A couple of nights ago after eating at a Greek Restaurant where I frequently meet friends for dinner, I scribbled a note “Merry Christmas” on the itemized bill and left (what was for me) a generous tip to the very friendly Afghan lady who works there. I left the restaurant with friendly and enthusiastic, “Merry Christmas, Nilo!” and she responded with a friendly and enthusiastic “Merry Christmas, Bob!” I thought to myself how fitting that was, even though I am not a Christian, nor I suspect is she. But that in no way diminished our heartfelt best wishes to each other in the season of giving, hope and good cheer.
And I thought to myself, Christmas is to me, and to many of us who live in the Western world, about more than a religious holiday. Whether or not one believes in Christmas as a reaffirmation of one’s Christian faith, most of us can appreciate and willingly participate in the rituals of family, of caring, of more generous giving, of being thankful for one’s blessings, and of charity to those in need. Christmas is a time when we are encouraged by our Christian traditions and our culture to honor our common humanity with others and to seek to set aside our differences. This is the season to reconnect with family and friends by going to Christmas parties, giving gifts, by travelling to be with family, by calling people on the phone, or sending Christmas cards, pictures, and or emails to reaffirm our special connections. It is a time to recognize and celebrate that we are important to each other; it is a time to nurture our family ties and friendships, and try to be more generous to those outside of our immediate circles. These are not only Christian values – these are human values that frequently get lost in our daily struggle to carve out and protect a place for ourselves in our communities and society. To me, “Merry Christmas” acknowledges this, and says to the other – ‘we are human and I really do wish you well.’
Some lament that the Christian Religion has become less a part of Christmas in America, as America has become more ‘secular’ and religiously diverse. I do not share that view, though I respect it. I enjoy that the fun, joy, and celebration of friends, family, and giving in the name of the “Christmas spirit” is available to a broader spectrum of people than those who consider themselves believers in the “Christian religion.” I appreciate that so many can enjoy and participate in the many wonderful things about the Christian religion during this special time, and that so many Christians are welcoming to those of us who don’t share their religious beliefs, but do indeed share common spiritual values.

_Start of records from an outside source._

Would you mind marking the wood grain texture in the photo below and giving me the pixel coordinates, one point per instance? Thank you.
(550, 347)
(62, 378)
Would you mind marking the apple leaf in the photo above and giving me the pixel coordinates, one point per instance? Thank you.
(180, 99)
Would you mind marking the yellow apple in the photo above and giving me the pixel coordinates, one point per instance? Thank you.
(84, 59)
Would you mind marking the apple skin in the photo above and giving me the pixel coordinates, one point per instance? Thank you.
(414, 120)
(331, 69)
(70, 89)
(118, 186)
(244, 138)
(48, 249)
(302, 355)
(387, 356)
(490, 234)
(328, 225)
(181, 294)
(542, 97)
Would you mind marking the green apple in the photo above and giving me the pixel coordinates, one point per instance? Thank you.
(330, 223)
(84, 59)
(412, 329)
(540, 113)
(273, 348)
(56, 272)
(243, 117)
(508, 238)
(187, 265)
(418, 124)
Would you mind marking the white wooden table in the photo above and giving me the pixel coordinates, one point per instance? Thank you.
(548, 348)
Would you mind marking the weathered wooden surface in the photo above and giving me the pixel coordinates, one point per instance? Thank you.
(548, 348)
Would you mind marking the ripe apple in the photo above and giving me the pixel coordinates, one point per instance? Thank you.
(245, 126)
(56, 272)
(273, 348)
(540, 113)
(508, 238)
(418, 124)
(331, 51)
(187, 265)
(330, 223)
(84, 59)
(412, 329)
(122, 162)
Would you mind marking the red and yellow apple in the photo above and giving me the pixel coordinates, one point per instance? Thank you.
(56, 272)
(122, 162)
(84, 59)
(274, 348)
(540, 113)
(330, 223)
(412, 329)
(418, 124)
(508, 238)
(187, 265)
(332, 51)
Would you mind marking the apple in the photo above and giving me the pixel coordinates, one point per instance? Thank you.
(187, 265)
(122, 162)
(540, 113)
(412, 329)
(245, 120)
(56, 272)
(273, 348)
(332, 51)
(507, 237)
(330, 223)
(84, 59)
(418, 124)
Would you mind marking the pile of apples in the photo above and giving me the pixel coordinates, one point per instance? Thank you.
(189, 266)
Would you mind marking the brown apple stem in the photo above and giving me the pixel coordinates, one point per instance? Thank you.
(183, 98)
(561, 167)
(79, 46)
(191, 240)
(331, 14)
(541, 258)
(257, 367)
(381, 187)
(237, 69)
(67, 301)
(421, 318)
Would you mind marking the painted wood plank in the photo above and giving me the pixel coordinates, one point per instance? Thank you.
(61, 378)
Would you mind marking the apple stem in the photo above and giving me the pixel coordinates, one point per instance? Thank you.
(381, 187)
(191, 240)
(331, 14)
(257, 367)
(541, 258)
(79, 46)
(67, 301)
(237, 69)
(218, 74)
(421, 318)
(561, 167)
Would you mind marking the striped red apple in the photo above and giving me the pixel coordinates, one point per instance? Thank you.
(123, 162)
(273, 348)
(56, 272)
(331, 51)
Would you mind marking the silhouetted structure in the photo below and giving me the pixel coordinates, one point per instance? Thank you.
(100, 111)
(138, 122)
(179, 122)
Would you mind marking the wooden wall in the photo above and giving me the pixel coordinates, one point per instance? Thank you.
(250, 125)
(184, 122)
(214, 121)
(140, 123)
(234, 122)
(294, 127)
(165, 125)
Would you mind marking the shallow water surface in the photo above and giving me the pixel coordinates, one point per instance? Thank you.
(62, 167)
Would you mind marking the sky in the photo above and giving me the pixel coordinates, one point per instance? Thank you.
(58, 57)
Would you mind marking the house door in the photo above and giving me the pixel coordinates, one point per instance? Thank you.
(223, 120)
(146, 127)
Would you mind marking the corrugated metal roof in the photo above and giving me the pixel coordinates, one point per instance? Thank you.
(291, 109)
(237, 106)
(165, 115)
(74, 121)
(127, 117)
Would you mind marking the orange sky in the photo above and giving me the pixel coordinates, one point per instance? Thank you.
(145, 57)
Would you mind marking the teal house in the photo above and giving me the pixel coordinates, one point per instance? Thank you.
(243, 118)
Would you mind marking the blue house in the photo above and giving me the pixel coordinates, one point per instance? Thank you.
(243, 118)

I am not at all offended when a Jewish friend says Happy Hanukah, nor was I offended when I lived in Indonesia and during Ramadan, my Indonesian friends wished me a happy Ramadan. These well wishers were not commenting on our religious differences or seeking to convince me of the virtues of their religion – they were wishing me well in the generous spirit of their religious traditions.
In my emails to my students, I wish them Merry Christmas, not Happy Holidays, and I note “We are at USD (a Catholic University) and are allowed to say Merry Christmas,” respecting the Christmas as well as the Christian spirit.
So, it’s Christmas Eve day as I write this, and I wish everyone, Christians, Jews, Muslims, Buddhists, Taoists, Confucians, Shintos, Pagans, Zoroastrians, Agnostics, Atheists, and all others, a very Merry Christmas!